Örnek derin nefes alma egzersizi
1. Sağlıklı nefes alma şekli nefesin burundan alınıp ağızdan verilmesi, sessiz ve ağır olmasıdır. Egzersize başlamadan önce sağ elinizi karnınızın, sol elinizi göğsünüzün üstüne koyup gözlerinizi kapatın.
2. Önce ağzınızdan nefes vererek akciğerlerinizi iyice boşaltın. (Nefes verirken ciğerleri zorlamayın. İtilmeden kendiliğinden çıkmalı).
3. Ciğer kapasitenizi hayalî olarak üçe bölün.

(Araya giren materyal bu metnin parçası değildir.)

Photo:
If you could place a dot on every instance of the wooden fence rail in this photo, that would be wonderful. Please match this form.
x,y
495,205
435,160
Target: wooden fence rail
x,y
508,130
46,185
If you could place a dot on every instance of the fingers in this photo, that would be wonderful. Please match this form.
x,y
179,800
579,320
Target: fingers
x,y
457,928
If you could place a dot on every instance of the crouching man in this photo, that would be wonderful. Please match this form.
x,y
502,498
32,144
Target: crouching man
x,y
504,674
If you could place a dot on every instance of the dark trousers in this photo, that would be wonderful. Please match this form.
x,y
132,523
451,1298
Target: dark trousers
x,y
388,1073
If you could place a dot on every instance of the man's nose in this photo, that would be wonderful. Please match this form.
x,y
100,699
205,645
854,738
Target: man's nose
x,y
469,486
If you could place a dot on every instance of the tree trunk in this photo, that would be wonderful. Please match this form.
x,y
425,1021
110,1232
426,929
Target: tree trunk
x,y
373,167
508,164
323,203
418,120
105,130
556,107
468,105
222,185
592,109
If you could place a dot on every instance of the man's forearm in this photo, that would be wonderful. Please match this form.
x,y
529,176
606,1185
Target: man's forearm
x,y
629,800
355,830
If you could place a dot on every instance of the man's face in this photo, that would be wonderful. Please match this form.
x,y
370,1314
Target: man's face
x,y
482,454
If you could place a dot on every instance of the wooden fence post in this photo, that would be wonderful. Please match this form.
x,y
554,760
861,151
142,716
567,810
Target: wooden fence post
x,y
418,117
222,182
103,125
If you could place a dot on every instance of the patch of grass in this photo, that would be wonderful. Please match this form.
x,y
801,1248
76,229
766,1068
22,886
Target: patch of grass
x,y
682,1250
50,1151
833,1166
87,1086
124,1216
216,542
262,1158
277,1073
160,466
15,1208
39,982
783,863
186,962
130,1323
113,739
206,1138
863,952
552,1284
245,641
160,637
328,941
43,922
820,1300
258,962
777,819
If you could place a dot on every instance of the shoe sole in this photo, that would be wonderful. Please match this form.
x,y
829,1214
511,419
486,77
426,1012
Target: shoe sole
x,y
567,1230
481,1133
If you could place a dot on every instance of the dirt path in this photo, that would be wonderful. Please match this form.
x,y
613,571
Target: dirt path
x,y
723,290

Ve bir-iki diye içinizden sayarak balon şişirir gibi akciğerlerinizin bütününü doldurduğunuzu hayal edin. (Bu yaklaşık 5 saniye süre alır) Önce ciğerlerinizin alt kısmını, sonra ortayı, en son da üst kısmını doldurduğunuzu hayal edin. Bir-iki diye sayarak nefesinizi aldığınızın iki katı sürede boşaltın. İki saniye bekleyin. Derin bir nefes daha alıp verin. Egzersizi tekrarlayıncaya kadar mutlaka dört-beş normal nefes alın. Normal nefes almadan derin nefes almaya devam etmek baş dönmesi yapabilir.